# Need Help With Arm And Leg Extensions



## Eagle Frankenstein19 (May 22, 2008)

I am making a costume this year (of coarse), and am in need of some advice. I need to make my arms and legs look longer. Any ideas are welcome. I don't have to walk, though if I could that would be awesome, and don't need to grab things either. Any way for my arms and legs to be extended would be great.


----------



## Eagle Frankenstein19 (May 22, 2008)

I've researched a little into painter's stilts, but they're past my budget unless I can find a tutorial on how to make your own. Any ideas?


----------



## Off the Chain Shane (Feb 13, 2010)

*Giant Hands*

I found these on the internet and also saw a pair in person. They have PVC inside to grip and cover your forearm. They will make your arm extend two feet longer. Very nice product at around $40-60 dollars. They are made by Don Post. I have been doing a lot of reserch on this also. Hope this helps.


----------



## Off the Chain Shane (Feb 13, 2010)

*Link*

Forgot to add the link.

http://www.badplanet.com/asp/itemlist.asp?T=I&K=handsgiant


----------



## Eagle Frankenstein19 (May 22, 2008)

Thanks!
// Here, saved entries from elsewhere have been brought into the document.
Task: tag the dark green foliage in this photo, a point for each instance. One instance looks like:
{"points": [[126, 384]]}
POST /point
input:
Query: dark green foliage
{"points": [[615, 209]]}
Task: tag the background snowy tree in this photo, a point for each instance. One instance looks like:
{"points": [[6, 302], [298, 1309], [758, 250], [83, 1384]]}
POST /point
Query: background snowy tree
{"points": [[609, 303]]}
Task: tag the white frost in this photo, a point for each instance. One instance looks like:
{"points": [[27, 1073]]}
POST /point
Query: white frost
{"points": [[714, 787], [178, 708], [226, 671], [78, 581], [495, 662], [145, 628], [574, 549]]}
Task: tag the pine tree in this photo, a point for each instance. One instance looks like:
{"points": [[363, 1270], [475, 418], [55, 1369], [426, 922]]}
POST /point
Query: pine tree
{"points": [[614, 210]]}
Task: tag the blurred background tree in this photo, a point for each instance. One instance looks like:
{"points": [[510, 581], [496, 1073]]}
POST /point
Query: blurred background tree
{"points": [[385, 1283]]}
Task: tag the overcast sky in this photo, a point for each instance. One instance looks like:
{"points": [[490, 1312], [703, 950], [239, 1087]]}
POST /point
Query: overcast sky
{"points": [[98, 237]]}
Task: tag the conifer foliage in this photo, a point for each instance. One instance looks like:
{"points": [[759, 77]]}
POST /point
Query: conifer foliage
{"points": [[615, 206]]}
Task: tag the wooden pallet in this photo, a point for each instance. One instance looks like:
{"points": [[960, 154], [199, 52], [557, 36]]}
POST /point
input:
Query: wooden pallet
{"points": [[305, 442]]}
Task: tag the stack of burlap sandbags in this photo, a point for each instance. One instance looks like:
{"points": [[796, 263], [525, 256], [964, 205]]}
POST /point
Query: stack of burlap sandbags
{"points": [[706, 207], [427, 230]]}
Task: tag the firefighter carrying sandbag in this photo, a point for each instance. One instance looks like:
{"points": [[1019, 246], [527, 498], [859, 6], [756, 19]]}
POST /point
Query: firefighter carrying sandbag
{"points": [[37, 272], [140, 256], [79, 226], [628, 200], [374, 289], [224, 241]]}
This does help. I might make my own off of this idea though, because it might be cheaper.


----------



## Eagle Frankenstein19 (May 22, 2008)

Here is a similar thread-
http://www.halloweenforum.com/halloween-costume-ideas/48946-leg-arm-extensions.html


----------



## Empty_W (Apr 28, 2009)

I've seen a lot of painters stilts available on craigslist and I've seen crutches used to extend the arms


----------



## piraticalstyle (Sep 1, 2009)

Depending on the final look of the costume you are going for, I recommend 5 gallon Home Depot buckets with ski boots bolted to the bottoms. They are really sturdy. Great way to add a bit of height without much cost.


----------